Yüreksiz, şımarık demiyorum!
Hafta sonu Çanakkale AKP il örgütünün Bayır Bucak Türkmenlerine gönderdiği yardım tırları dolayısıyla; mit tırları haberleri nedeniyle tutuklanan, haklarında iki kere müebbet hapis cezası istenen Gazeteci Can Dündar ve Erdem Gül'ü bir kez daha hatırlayarak; basın özgürlüğünün yok sayıldığı bir ülkede gazetecilik yapma sorumluğu konusundaki zorlukları ve sorunları düşündüm.
İki kere müebbet hapis cezası yanında bir de şu bonus olarak 30 yıl hapis cezasının istendiği bu garip durum karşısında ne diyeceğimi bilemiyorum doğrusu.
Gerçeklerden bu kadar mı korkulur,gazeteciliğe müebbet hapis cezasının istendiği bir ülkede neler olmaz ki!..
Böylesi bir ülkede, inadına gazetecilik adına; daha fazla sorgulamak, araştırmak gerekiyor.

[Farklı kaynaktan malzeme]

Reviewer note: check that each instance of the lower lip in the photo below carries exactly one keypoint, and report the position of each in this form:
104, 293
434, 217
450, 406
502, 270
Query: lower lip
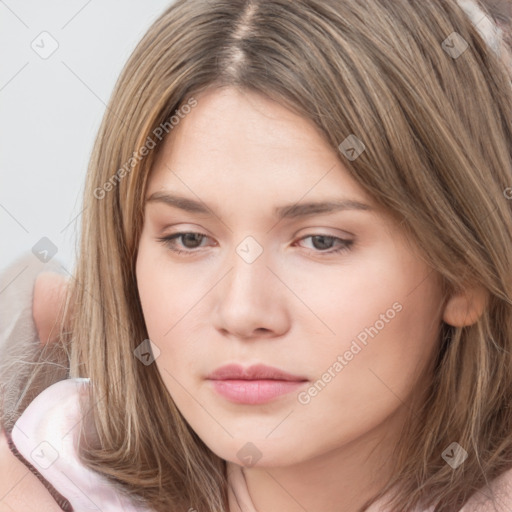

Sorgulayıcı akıl rehberliğinde ötekileştirmeden, nefret ve intikam duygularından ve dilinden arınmış, barış dilini kullanan bir gazeteciliğe olan ihtiyaç her zamankinden çok daha fazla ihtiyaç haline gelmiştir.
Değil mi ki; bu ülkede kendi siyasi ikballeri için katliamlar yapılıyor, vatandaşlar toplarla, tanklarla bombalarla üzerlerine yıkılmış binaların bodrumlarında ölüme terkediliyor, yakılarak katlediliyorsa, Sivas katliamları ,Roboskiler daha da şiddetli bir şekilde sürdürülüyorsa, halkın haber alma hakkına sahip çıkmak gerçekleri kamuoyuna aktarmak önemli bir görev haline gelmiştir.
Her tarafımızın dezenformasyon dalgası ile kaplandığı, çamur ve yandaş medyanın her şeyi alt üst ederek gerçekleri tamamen çarpıttığı, yaratılan bilgi kirliliği ile katliamların üzerlerinin örtülmeye çalışıldığı bir dönemden geçiyoruz.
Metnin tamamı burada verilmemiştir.